Summer is officially history, and now the preparations for the long winter is upon us. Since I hate the winter, and choose to spend my time indoors, I’ll need something to entertain me while I’m wiping bottoms, and avoiding the weather outside. As a good Canadian, I’ve done my duty and picked up NHL 2014. Now, my last review of the Yongsan Electronic Market indicated that I was frustrated with the rising cost of games. After paying an eye watering 95,000KRW, I decided to call upon a friend to take me into the gallows of the Korean gaming market. Welcome to video game alley.
How to get there: Although it’s not much of a secret, it’s still not in the open. This is mainly because a lot of these places are cash only… uhh if you know what I mean. Anyway, the easiest way to get there is to travel by subway. Go to Sinyongsan Station (Line 4) and depart from Exit 5. Now you are going to walk through a large tunnel.
As JP put it, you don’t want to get stuck here in a zombie apocalypse. Anyway, you are going to walk through these tunnels for about 250 meters. Once you exit the tunnel, you’ll need to cross the street to your left. Look for the large Playstation advertisement. If you turn around, off in the distance you will see the IPark mall and Yongsan Station.
Finally, you should be near. If you see a little outdoor food stall selling various street meats and drinks, it is right behind it. Look for the giant red letters spelling “게임 전문 상가” which translates to “Specialist Game Shop”.
Why Should I go there?
The first thing that stood out was the amount of selection. I wanted to pick up a NHL 2014, and after unsuccessfully finding it at the Electronics Market for a reasonable price (95000KRW), I found it at the first stall. I inquired about the price. The vendors tells me it’s 75000KRW. Okay, now that is a reasonable price. I buy it. No problems. It’s time to drop the puck. However, JP and I needed to kill some time, so we walked around for a bit and found tons of hidden treasures.

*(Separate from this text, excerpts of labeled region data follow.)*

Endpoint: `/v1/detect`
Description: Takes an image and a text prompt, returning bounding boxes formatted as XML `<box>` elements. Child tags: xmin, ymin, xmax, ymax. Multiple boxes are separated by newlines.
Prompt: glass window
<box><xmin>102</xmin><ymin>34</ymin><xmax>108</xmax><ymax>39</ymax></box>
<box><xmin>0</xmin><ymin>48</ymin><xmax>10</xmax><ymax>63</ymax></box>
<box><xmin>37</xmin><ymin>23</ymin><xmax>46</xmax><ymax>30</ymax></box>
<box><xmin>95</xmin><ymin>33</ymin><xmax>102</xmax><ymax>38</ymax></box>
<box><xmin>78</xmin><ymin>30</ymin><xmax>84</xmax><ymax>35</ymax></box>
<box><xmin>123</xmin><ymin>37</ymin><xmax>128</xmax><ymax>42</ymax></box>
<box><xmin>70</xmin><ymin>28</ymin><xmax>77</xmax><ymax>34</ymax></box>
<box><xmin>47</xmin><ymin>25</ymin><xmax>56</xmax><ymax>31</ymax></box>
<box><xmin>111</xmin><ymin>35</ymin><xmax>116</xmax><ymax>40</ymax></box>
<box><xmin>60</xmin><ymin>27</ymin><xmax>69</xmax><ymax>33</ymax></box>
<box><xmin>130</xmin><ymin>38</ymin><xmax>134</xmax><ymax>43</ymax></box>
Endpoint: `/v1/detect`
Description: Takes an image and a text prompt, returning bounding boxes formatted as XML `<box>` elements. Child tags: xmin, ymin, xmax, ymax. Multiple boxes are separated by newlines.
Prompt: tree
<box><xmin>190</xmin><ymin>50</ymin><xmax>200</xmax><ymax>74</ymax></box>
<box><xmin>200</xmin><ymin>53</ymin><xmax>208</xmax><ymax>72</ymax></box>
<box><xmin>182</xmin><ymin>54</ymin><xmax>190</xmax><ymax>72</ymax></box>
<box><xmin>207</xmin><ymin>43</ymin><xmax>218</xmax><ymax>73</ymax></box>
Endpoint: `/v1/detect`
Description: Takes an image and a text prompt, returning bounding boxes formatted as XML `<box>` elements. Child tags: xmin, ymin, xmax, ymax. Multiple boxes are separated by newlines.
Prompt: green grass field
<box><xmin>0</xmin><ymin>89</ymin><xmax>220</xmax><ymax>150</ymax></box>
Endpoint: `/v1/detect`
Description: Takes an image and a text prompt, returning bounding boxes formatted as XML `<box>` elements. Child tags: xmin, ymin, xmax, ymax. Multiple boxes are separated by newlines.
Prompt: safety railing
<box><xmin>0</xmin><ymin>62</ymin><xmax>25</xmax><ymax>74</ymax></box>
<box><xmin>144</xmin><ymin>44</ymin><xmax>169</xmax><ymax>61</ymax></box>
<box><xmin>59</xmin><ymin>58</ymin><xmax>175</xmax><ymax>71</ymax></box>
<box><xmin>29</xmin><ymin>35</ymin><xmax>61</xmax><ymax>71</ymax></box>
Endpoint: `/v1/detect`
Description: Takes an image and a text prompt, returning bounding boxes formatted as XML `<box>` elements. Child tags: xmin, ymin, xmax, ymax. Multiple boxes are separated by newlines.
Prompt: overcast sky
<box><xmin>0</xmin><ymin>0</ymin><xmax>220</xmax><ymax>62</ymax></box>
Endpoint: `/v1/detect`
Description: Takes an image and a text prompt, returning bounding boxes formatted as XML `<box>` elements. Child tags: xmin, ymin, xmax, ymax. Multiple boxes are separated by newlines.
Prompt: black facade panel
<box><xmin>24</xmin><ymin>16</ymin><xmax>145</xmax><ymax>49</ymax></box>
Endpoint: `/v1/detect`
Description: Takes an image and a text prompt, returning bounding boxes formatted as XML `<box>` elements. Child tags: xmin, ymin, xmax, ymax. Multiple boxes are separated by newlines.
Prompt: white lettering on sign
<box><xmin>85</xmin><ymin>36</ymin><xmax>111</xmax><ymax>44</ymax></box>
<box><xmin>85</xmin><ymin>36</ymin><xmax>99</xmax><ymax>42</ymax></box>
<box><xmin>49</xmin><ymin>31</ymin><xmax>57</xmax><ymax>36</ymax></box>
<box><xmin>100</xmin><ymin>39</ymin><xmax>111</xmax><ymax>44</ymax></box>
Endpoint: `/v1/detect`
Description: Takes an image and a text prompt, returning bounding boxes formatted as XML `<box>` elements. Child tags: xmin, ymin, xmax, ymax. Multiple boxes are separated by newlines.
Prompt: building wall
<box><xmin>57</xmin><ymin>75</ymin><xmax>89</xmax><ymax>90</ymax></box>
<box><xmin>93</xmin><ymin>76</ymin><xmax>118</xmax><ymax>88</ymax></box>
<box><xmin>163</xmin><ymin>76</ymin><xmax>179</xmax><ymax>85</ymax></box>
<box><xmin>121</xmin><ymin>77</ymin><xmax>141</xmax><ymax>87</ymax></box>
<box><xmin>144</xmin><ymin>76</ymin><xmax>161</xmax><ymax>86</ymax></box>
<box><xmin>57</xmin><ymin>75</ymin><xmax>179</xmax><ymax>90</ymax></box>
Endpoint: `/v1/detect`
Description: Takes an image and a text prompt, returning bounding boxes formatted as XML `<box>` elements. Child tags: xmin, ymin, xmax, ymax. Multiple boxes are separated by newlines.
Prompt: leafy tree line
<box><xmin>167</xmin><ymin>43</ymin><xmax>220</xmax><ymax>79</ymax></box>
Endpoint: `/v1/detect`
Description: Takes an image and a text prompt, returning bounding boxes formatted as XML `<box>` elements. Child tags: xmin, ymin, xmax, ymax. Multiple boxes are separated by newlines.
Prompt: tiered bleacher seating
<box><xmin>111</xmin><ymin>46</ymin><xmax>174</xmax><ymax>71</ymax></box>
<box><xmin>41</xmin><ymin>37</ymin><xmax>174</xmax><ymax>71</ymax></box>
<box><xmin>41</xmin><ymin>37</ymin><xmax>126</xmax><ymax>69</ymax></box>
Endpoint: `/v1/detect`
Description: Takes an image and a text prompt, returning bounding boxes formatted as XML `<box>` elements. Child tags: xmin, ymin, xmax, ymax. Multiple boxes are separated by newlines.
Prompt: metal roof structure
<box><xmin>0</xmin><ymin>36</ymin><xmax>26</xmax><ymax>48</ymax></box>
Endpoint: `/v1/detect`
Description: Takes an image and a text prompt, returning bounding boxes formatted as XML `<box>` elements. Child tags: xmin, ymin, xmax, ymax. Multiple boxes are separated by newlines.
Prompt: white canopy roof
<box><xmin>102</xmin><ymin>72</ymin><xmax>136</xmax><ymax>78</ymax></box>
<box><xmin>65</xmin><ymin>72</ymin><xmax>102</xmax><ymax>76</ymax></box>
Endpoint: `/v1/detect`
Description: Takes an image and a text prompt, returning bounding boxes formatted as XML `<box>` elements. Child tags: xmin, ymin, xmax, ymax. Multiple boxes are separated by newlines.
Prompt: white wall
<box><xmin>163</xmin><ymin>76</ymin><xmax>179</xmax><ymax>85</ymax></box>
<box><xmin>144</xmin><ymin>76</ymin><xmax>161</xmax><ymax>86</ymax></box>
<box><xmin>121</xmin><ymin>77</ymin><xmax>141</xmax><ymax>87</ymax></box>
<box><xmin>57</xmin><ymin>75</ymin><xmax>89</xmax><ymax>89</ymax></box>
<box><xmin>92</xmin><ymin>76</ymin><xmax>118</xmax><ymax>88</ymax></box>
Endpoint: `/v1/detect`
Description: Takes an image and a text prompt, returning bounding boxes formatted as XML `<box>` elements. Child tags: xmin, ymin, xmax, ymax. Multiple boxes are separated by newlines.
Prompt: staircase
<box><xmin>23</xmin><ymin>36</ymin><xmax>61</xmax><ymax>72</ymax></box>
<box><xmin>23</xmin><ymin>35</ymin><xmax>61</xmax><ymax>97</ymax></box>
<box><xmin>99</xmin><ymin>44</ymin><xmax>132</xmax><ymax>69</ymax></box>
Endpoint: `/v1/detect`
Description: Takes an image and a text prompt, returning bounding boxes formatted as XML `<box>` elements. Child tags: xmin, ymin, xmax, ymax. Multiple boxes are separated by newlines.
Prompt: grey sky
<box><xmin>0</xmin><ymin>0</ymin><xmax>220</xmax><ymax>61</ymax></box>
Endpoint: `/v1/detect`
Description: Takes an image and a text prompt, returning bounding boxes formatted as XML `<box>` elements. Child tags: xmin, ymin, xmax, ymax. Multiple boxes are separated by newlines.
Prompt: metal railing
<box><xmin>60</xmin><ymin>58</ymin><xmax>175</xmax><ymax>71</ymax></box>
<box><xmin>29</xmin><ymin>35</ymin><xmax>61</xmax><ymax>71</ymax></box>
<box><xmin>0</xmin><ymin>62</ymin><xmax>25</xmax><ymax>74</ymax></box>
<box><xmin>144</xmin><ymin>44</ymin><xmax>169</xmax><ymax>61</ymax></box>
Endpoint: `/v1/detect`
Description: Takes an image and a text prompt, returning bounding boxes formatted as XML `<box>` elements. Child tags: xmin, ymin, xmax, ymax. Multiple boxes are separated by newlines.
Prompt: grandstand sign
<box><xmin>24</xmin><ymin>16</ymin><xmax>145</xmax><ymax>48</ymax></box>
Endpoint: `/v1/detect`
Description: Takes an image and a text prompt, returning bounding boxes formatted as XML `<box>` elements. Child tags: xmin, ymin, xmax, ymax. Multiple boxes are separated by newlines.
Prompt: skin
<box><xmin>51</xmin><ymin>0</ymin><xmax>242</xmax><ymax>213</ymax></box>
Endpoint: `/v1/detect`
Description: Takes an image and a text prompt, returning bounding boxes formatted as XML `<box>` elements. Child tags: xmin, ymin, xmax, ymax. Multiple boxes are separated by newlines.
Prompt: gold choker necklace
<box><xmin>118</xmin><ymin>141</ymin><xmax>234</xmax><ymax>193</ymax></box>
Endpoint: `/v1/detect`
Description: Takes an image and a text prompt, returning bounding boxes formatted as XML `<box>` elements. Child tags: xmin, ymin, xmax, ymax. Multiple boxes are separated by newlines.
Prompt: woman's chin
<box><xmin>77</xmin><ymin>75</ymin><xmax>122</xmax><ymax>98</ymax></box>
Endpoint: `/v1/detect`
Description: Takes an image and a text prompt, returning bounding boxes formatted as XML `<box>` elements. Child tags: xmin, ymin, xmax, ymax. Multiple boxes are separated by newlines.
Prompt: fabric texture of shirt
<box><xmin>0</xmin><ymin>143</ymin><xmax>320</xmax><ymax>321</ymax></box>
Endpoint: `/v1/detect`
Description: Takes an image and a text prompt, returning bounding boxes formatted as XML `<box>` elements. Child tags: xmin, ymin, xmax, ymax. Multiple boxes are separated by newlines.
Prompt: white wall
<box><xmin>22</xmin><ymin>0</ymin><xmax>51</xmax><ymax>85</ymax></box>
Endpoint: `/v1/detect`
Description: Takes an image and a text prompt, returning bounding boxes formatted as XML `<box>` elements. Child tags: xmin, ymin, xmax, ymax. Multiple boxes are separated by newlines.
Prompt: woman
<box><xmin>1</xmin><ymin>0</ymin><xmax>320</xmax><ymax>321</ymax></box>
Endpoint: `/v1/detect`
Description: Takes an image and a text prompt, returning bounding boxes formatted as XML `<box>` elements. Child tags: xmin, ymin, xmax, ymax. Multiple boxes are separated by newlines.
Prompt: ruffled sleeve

I felt as though I had been transported back into the mid-90s when the weekends in the winter consisted of visiting my local Blockbuster Video and spending a hour going through the game section. This is a video game historian’s paradise. There are thousands of different games from all eras of gaming. A couple of gems spotted included a Sega Dreamcast, a Super Nintendo and about a hundred Game Boy games scattered about. It brought me back to a simpler time.
Who Should Visit Video Game Alley: If you are a gaming enthusiast, especially if you are interested in the old school games from the 80’s and 90’s, I would check this place out. Also, if you are interested in the Asian gaming culture, this gives you a peek into that culture that you might associate Asia with. Finally, are you sick and tired of getting screwed by the vultures at the Electronic Market? Try this place out.
Who Should Avoid Video Game Alley: It’s not the flashiest of places. The Yongsan Electronic Market has a ton of dining options, so if you are coming here, you might want to come with the boys and not the wife or girlfriend. Also, they specialize in video games, and uhh as you can see from my pictures, some are “for big boys and girls”, you might want to keep the kidlets home if you head down. Also, tourists might find this place a little difficult to find.
Final Thanks: Special thanks goes out to my friends JP and WR who told me about this place when I was writing the Yongsan Electronic Market article. This is why I decided to begin to write the blog in the first place, to find alternatives to the mainstream. Thank you guys so much for your input and guidance.